Infectious endocarditis: interdisciplinarity or dual responsibility?
© Lăzureanu et al; licensee BioMed Central Ltd. 2014
Published: 15 October 2014
Infectious endocarditis remains – due to its clinical polymorphism – a disease that is sometimes late diagnosed.
We present a man, 56 years, admitted in our department for tuberculous (TB) meningoencephalitis (history of pulmonary tuberculosis, symptoms: fever, dizziness, sleepy, difficulty in speaking and walking; in the CSF proteins=62.1 mg/dL, 17 lymphocytes/cmm, chest X-ray: nodular opacity in the upper left lobe, reticulo-nodular image bilaterally, pneumologist consult: pulmonary tuberculosis, secondary infiltrative nodular upper left lobe) with favorable evolution under treatment with: meropenem 2 g Q8h + category II 7/7 TB drugs.
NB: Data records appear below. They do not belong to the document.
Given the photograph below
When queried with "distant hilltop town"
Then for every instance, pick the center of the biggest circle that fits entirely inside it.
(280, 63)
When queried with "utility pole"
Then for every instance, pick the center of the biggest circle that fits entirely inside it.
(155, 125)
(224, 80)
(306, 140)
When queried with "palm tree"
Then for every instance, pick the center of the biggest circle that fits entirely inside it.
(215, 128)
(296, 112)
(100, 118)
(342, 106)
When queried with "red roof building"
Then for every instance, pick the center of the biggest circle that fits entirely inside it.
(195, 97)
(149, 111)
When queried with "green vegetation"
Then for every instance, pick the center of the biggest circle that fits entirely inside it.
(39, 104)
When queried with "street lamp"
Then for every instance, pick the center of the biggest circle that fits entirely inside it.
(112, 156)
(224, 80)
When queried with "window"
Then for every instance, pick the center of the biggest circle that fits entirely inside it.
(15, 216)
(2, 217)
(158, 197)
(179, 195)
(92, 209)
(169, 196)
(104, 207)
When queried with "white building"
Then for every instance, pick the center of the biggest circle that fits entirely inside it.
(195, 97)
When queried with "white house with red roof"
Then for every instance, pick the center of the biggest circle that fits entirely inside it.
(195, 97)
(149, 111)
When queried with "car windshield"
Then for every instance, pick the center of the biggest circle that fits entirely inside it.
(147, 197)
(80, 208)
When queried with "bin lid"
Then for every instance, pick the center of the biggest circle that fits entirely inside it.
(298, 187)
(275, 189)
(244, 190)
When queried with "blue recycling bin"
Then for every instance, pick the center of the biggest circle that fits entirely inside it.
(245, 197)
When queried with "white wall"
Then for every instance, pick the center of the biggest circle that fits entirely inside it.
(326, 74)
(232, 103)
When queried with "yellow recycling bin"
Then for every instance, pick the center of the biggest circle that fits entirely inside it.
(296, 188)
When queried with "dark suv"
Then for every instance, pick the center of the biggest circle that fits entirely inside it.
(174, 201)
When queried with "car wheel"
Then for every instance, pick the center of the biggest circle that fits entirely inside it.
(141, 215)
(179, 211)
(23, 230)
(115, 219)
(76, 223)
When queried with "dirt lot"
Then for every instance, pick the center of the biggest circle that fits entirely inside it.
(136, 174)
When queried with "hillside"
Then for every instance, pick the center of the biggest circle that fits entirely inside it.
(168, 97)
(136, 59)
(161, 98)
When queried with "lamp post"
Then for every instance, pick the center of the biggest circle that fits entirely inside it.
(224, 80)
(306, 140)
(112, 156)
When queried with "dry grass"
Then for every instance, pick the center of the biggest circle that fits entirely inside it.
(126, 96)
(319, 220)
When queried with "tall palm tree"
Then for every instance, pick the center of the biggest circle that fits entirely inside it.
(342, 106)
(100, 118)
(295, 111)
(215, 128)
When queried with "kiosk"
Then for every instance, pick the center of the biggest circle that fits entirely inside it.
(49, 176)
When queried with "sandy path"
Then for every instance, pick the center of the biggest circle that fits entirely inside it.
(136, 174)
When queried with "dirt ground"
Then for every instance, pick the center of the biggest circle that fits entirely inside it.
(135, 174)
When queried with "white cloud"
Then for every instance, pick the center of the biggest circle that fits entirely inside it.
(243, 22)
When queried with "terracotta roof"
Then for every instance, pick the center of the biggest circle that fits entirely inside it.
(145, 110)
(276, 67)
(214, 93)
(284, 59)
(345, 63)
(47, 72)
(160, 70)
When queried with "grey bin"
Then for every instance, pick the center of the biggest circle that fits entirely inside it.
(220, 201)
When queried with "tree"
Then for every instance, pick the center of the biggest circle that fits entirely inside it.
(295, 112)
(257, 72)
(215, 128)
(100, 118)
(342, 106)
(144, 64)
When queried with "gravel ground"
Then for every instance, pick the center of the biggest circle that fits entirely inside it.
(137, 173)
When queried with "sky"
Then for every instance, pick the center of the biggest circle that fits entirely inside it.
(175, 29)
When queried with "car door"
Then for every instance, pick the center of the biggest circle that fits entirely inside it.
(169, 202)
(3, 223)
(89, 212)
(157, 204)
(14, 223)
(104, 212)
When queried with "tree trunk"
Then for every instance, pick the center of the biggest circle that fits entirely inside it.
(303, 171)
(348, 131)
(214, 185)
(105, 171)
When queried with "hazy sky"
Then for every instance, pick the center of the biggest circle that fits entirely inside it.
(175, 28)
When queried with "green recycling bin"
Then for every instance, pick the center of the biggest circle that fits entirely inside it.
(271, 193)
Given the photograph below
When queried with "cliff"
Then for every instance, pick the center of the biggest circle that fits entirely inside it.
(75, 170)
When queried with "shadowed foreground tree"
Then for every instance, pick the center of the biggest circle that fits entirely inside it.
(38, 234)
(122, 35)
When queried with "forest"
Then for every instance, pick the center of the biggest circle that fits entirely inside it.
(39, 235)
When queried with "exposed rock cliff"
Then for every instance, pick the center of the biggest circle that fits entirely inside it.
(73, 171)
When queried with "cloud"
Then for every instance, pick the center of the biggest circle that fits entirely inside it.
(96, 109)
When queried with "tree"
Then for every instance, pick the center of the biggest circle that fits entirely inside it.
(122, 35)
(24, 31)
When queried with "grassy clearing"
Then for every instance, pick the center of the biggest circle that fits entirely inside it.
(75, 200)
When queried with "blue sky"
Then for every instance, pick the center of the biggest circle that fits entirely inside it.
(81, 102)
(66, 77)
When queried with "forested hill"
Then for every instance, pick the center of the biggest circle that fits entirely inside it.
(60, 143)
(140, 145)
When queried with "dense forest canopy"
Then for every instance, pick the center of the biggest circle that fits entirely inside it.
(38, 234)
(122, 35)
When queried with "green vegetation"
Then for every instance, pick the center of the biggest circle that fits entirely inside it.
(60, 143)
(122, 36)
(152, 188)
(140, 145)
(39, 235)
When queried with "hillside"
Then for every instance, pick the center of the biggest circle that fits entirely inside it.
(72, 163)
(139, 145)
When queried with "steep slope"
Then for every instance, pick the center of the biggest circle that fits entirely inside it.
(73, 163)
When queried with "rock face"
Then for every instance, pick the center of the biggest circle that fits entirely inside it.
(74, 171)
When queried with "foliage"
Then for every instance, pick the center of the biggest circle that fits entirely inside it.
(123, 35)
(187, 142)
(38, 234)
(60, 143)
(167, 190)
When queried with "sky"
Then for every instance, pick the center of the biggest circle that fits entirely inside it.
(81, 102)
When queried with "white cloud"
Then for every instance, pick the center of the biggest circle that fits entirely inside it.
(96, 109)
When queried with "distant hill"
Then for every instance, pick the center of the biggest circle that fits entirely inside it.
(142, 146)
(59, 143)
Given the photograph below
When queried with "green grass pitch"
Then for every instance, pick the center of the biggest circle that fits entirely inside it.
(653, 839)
After 7 days from admission the blood culture tested positive for Streptococcus gallolyticus (BACTEC). The second cardiac examination revealed during transthoracic echography a 1.8 cm vegetation on the aortic valve. We switched to vancomycin 1g Q12h plus tuberculostatics. Cardiac surgery consult recommends 4 weeks of treatment with vancomycin and then probably surgical intervention.
The laboratory has a very important role in the diagnosis of infectious diseases. A close contact with cardiologists has to be established in order to have carefully investigated patients.